Research also suggests that the benefits of exercise involvement may be long lasting.20 Depressed adults who took part in a fitness program displayed significantly greater improvements in depression, anxiety, and self-concept than those in a control group after 12 weeks of training (BDI reduction of 5.1 [fitness program] vs. 0.9 [control], p < .001). The exercise participants also maintained many of these gains through the 12-month follow-up period.20

While most studies have employed walking or jogging programs of varying lengths, the efficacy of nonaerobic exercise has also been assessed. For example, in comparison with a control condition, resistance-training programs reduced symptoms of depression (resistance training vs. control resulted in BDI reduction of 11.5 vs. 4.6, respectively, p < .01, and HAM-D reduction of 7.0 vs. 2.5, respectively, p < .01).21 Aerobic and nonaerobic modes of exercise have also been compared to determine if certain types of activities are more effective than others. Doyne and colleagues22 compared the efficacy of running with that of weight lifting.

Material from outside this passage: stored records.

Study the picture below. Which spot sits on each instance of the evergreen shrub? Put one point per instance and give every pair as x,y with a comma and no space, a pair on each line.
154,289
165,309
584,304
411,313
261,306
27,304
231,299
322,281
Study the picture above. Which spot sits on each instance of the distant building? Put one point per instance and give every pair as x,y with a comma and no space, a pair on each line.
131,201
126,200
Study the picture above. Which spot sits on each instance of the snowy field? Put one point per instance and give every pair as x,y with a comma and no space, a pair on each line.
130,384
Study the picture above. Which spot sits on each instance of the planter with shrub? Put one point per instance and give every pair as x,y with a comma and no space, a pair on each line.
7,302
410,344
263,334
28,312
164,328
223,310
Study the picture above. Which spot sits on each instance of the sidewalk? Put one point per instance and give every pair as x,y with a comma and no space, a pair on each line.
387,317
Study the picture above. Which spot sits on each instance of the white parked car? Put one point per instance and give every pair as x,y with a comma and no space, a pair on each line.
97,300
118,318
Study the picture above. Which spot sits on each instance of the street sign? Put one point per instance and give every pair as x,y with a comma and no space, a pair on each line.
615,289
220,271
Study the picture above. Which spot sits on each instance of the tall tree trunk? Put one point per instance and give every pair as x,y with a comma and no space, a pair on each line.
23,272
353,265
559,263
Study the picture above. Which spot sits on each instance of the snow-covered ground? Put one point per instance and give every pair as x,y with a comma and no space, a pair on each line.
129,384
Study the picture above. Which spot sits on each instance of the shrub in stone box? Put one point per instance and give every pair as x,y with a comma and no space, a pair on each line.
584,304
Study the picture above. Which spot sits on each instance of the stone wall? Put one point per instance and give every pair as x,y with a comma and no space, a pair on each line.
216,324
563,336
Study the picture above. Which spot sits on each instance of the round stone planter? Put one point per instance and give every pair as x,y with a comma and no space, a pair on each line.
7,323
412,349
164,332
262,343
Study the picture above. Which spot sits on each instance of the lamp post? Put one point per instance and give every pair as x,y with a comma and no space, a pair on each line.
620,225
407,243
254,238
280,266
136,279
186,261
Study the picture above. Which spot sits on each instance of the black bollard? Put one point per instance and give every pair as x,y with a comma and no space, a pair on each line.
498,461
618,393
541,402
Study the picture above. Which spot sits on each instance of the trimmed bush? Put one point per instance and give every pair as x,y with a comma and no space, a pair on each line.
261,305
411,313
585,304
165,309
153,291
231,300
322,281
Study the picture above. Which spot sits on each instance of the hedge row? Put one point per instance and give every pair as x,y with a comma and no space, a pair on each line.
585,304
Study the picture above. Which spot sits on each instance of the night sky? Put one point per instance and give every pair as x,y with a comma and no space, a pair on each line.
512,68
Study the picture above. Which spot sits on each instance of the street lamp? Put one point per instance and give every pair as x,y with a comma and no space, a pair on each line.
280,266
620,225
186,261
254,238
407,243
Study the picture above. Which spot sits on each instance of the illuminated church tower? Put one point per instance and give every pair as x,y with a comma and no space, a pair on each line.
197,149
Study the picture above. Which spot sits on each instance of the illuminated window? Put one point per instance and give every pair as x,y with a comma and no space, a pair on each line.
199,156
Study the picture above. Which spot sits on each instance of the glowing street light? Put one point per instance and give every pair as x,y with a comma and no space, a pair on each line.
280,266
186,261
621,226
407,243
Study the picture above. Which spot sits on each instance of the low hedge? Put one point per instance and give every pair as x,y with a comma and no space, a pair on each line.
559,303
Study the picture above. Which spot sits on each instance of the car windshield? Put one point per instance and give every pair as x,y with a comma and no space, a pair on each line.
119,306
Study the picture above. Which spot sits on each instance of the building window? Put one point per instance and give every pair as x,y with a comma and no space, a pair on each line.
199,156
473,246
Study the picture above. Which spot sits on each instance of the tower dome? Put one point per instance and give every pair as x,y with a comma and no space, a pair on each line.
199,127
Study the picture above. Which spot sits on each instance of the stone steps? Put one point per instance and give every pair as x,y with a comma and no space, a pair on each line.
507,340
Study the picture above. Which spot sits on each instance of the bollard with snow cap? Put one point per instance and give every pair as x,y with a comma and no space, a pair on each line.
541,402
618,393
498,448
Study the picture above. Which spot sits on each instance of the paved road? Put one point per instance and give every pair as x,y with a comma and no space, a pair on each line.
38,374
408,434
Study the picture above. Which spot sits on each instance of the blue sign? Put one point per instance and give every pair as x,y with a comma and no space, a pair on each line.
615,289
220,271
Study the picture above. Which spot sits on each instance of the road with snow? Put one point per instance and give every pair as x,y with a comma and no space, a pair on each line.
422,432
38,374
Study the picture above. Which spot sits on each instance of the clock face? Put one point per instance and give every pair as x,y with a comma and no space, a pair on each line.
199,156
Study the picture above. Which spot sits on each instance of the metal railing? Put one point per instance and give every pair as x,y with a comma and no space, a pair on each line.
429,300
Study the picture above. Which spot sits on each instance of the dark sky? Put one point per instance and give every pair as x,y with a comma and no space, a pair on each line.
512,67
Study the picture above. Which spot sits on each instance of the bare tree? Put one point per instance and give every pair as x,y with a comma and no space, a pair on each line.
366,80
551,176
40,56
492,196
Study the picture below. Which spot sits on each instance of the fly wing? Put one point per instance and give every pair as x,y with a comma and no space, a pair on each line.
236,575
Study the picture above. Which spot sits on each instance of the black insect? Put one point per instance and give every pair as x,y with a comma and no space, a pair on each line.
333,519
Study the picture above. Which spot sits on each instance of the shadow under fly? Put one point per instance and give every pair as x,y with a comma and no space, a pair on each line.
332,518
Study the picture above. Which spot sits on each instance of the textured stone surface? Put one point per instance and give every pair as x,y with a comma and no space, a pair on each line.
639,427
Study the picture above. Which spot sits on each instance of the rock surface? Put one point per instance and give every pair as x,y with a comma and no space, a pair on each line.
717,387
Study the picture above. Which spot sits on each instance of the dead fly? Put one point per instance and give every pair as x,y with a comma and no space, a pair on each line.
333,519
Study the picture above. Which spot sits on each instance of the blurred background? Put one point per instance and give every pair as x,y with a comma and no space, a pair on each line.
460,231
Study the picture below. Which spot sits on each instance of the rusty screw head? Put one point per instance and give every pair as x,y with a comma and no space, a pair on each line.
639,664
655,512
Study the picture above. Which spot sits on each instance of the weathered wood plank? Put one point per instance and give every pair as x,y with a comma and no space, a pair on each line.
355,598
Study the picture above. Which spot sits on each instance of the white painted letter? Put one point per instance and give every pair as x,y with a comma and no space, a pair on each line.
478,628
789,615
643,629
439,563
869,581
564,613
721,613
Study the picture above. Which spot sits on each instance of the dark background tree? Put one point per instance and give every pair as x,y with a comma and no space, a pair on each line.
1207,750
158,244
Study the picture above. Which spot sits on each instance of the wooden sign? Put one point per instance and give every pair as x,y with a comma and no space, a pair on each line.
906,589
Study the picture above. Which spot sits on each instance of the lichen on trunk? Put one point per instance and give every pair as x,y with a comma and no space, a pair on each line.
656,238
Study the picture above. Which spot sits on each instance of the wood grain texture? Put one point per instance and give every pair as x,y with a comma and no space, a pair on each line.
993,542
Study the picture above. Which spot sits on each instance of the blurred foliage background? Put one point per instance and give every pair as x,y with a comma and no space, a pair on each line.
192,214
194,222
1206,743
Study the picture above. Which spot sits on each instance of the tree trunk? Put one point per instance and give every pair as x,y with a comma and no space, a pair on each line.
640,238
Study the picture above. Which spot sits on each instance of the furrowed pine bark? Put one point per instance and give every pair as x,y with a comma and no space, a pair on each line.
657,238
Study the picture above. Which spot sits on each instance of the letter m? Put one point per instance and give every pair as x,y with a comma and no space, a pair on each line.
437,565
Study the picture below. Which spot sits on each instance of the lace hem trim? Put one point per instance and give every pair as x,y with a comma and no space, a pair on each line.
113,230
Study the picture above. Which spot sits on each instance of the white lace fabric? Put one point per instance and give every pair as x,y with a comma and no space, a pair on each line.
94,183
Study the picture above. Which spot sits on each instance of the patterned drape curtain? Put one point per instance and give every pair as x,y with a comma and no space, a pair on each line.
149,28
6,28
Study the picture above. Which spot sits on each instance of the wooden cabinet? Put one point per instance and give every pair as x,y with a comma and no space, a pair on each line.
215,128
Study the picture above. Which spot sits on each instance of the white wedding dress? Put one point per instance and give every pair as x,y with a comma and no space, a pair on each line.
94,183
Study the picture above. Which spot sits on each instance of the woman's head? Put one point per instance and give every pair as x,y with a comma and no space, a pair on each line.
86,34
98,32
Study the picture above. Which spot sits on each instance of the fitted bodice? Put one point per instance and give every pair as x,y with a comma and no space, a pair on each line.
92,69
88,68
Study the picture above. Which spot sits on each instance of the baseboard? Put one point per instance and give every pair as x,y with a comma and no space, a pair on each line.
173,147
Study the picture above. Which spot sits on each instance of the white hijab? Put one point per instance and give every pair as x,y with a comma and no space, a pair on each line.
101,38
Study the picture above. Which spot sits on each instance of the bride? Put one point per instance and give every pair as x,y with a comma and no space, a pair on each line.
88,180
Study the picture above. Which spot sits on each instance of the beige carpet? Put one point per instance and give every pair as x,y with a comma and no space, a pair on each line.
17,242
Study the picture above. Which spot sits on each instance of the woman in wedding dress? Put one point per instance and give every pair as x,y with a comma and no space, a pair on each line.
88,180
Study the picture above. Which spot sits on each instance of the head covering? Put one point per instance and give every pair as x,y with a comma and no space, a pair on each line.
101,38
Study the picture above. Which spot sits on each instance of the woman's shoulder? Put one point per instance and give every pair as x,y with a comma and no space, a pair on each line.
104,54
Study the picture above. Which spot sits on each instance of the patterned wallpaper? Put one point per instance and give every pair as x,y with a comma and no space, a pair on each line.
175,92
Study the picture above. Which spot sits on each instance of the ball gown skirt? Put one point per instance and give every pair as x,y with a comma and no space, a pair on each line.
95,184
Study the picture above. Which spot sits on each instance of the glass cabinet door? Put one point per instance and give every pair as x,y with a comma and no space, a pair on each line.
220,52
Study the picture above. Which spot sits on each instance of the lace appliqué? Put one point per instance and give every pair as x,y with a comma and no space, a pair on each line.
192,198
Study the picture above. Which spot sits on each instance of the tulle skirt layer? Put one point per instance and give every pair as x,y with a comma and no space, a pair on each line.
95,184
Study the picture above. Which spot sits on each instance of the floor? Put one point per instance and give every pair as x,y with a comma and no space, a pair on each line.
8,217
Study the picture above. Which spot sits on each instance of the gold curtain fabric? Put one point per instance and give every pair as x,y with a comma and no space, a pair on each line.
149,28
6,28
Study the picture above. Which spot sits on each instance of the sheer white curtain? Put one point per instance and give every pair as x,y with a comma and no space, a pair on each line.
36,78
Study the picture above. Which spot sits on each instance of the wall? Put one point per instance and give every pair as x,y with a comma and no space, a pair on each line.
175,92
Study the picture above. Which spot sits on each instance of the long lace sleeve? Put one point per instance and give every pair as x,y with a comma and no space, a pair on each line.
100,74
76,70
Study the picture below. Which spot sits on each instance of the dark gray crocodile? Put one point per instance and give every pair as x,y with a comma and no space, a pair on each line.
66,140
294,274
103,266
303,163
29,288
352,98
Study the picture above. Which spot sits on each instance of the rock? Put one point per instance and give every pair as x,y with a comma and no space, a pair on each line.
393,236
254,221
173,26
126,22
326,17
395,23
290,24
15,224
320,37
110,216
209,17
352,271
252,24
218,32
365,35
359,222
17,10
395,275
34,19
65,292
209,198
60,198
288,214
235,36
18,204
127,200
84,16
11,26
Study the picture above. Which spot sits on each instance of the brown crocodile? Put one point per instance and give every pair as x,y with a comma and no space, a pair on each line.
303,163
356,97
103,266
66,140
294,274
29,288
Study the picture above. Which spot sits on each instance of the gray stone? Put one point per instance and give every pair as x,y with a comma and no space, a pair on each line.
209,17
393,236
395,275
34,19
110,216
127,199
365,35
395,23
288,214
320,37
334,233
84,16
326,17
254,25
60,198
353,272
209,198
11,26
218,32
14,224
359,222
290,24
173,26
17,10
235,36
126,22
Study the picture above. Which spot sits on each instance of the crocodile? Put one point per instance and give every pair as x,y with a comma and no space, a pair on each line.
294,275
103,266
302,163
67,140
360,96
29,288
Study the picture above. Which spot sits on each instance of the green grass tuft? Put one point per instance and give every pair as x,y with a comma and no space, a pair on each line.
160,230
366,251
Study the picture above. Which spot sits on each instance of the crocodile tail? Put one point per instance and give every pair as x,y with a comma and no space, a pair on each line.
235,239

Forty depressed women served as participants and were randomly assigned to running, weight lifting, or a wait-list control group. Participants were asked to complete 4 training sessions each week for the 8 weeks of the program. Depression was assessed at mid- and post-treatment and at 1, 7, and 12 months follow-up. Results indicated that the 2 activities were not significantly different, and that both types of exercise were sufficient to reduce symptoms of depression (running vs. weights vs. control resulted in BDI reduction of 11.1 vs. 13.6 vs. 0.8, respectively, p < .01, and HAM-D reduction of 6.7 vs. 8.7 vs. a 1.0 increase, respectively, p < .01). Further, there were no differences between the 2 treatment groups during follow-up with respect to the percentage of participants who remained nondepressed. Similarly, a study by Martinsen et al.23 assessed 90 depressed in-patients who were randomly assigned to aerobic or non-aerobic exercise. Aerobic exercise consisted of jogging or brisk walking, and nonaerobic exercise included strength training, relaxation, coordination, and flexibility training. The program was 8 weeks in length, and participants exercised for 60 minutes, 3 times per week. Those in the aerobic group exhibited an increase in PWC compared with those in the nonaerobic group. However, both groups experienced a significant reduction in depression score (p < .001), but there were no significant differences between the groups with respect to the magnitude of change in depression score (p > .10).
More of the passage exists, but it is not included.